La lutte contre la corruption ne produit pas de résultats encourageants au Maroc qui est mal logé dans les classements mondiaux depuis quatre ans.
Il est 4 heures du matin. Des dizaines de personnes, adossées, accroupies ou carrément allongées sur des nattes ou des peaux de moutons, ont déjà investi la rue jouxtant le mur de l’annexe du ministère des Affaires étrangères à Rabat. Cette division, spécialisée dans la légalisation des papiers à destination des différents consulats et ambassades étrangers, constitue l’ultime étape d’un pénible parcours, pour une simple certification d’une signature ou de la copie d’un document officiel.
Une heure avant l’ouverture, à 9 heures, des bureaux de cette administration, la rue est déjà assiégée par des centaines de personnes. En cette période d’été, les files d’attente atteignent des niveaux records. Dans une anarchie totale, la rue se transforme en un souk quotidien, où des trafiquants, des courtiers proposent toute une panoplie de services. Devant des fonctionnaires hostiles, dépassés par la charge du travail, ou des policiers désagréables, des querelles et des accrochages éclatent toutes les cinq minutes, comme pour en rajouter à ce tableau chaotique.
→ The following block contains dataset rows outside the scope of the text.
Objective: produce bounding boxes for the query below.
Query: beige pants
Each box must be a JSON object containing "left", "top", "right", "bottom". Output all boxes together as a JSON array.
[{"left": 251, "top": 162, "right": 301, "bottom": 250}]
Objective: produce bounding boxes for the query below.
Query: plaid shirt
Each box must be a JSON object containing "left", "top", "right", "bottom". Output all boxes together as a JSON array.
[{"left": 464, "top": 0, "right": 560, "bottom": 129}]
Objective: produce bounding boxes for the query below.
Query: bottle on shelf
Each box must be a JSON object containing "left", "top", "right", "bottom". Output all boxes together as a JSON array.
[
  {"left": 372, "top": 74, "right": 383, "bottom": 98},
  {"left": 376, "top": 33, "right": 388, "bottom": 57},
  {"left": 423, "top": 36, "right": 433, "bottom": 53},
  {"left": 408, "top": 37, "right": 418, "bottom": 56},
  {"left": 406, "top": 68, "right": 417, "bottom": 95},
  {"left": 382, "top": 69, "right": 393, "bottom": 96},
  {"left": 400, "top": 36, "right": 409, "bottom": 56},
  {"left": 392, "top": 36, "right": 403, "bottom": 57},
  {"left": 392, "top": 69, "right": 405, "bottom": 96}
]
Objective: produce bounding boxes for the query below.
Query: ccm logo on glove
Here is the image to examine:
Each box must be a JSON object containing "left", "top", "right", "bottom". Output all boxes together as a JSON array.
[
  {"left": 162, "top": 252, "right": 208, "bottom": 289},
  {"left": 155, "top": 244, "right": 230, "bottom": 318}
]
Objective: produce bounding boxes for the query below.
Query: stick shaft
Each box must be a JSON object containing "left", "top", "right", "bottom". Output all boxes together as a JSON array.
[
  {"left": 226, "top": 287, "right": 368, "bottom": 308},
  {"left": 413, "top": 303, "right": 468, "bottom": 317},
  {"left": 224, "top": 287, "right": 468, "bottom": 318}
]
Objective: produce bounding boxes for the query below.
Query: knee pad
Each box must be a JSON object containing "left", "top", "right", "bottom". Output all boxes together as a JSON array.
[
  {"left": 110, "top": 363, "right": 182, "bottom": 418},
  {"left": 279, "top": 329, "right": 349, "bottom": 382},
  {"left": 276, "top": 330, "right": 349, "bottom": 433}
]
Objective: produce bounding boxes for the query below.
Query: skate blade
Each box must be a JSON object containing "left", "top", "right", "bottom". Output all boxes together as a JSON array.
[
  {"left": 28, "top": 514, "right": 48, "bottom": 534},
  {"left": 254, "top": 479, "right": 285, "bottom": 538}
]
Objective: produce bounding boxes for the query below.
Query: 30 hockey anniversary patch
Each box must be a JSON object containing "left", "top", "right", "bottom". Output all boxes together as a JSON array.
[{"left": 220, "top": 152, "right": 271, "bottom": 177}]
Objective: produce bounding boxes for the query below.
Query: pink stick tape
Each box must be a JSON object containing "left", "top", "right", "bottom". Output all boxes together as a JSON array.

« Je suis arrivée à 5 heures du matin. A partir de 8 heures, on est déjà considérés comme des retardataires », explique Hasna, une jeune fille venue de Marrakech légaliser la copie de son diplôme et ses relevés de notes.
Les attentes peuvent durer des heures et des heures. « J’ai fait la queue depuis 5 heures, déposé mes papiers à 9h30 (ndlr : contre un numéro de dossier), il est 11h30 et j’attends toujours qu’on me les rende », ajoute-t-elle.
Avant d’arriver là, Hasna a fait le tour des administrations : il faut d’abord légaliser une première copie à l’arrondissement et une deuxième à la préfecture du lieu de résidence. « Je suis venue une première fois la semaine dernière. Pour un problème de signature, j’ai été obligée de revenir à ma préfecture à Marrakech », lance-t-elle. Elle n’a pas pu régler le problème dans une administration de Rabat, « comme s’il s’agissait d’un autre pays », ironise-t-elle.
« Tout le monde est coupable »
Pour ceux qui disposent d’un peu d’argent, ou qui sont trop pressés et ne peuvent attendre dans des files interminables, d’autres alternatives s’imposent. Des courtiers qui sillonnent la rue proposent des livraisons rapides. Pour un bakchich qui varie de 100 à 500 dirhams, ces jeunes peuvent dépasser les foules et obtenir la légalisation des documents en moins d’une heure.
Accompagné par un de ces courtiers, un jeune venu de Laâyoune affirme avoir obtenu son document en 45 minutes contre 450 dirhams. « Je suis arrivé ce matin à Rabat, le consulat ferme à 15 heures, donc je suis obligé de passer par ces intermédiaires », explique-t-il. Interrogé sur son business, le courtier reste sur la défensive. « Je ne prends qu’un pourcentage sur le bakchich, le reste va aux policiers devant les portes et aux fonctionnaires à l’intérieur », se défend-il.
A chaque fois que la presse aborde le sujet, les autorités procèdent à des arrestations de masse. « On se contente de nous arrêter, nous les courtiers, car personne ne peut rien faire contre les employés et les policiers, martèle-t-il avant d’ajouter : Comme vous voyez, tout le monde est coupable par ici ». Ils sont une dizaine, venus pour la plupart de la ville de Salé ou des quartiers pauvres de la capitale, et ces jeunes restent la seule solution pour éviter de perdre toute une journée.
Les autres se sont spécialisés dans la vente des places à l’intérieur des files. « J’arrive tous les matins vers 4 ou 5 heures, je réserve 4 ou 5 places. Vers 9 heures, je les vends à 100 ou 150 dirhams chacune pour les retardataires », explique ce trentenaire adossé au café du coin. Le guichet ferme à 13 heures. A plein régime, il peut traiter jusqu’à 300 demandes par jour et les demandeurs viennent de toutes les régions du Maroc. Pour les moins chanceux, il faudra revenir et revivre la triste aventure. Car, certainement, la décentralisation n’est pas pour demain.
Le ras-le-bol
Une manifestation improvisée a éclaté jeudi dernier devant cette annexe du ministère des Affaires étrangères. Lassées par des heures d’attente et une anarchie totale, des dizaines de personnes ont dénoncé les pratiques « frauduleuses » des fonctionnaires du service de la légalisation.
La foule a aussi réclamé la création d’autres bureaux dans les autres villes. Ce service connaît une grande affluence en période d’été. En effet, les ambassades et les consulats étrangers exigent que tous les documents présentés soient légalisés et certifiés.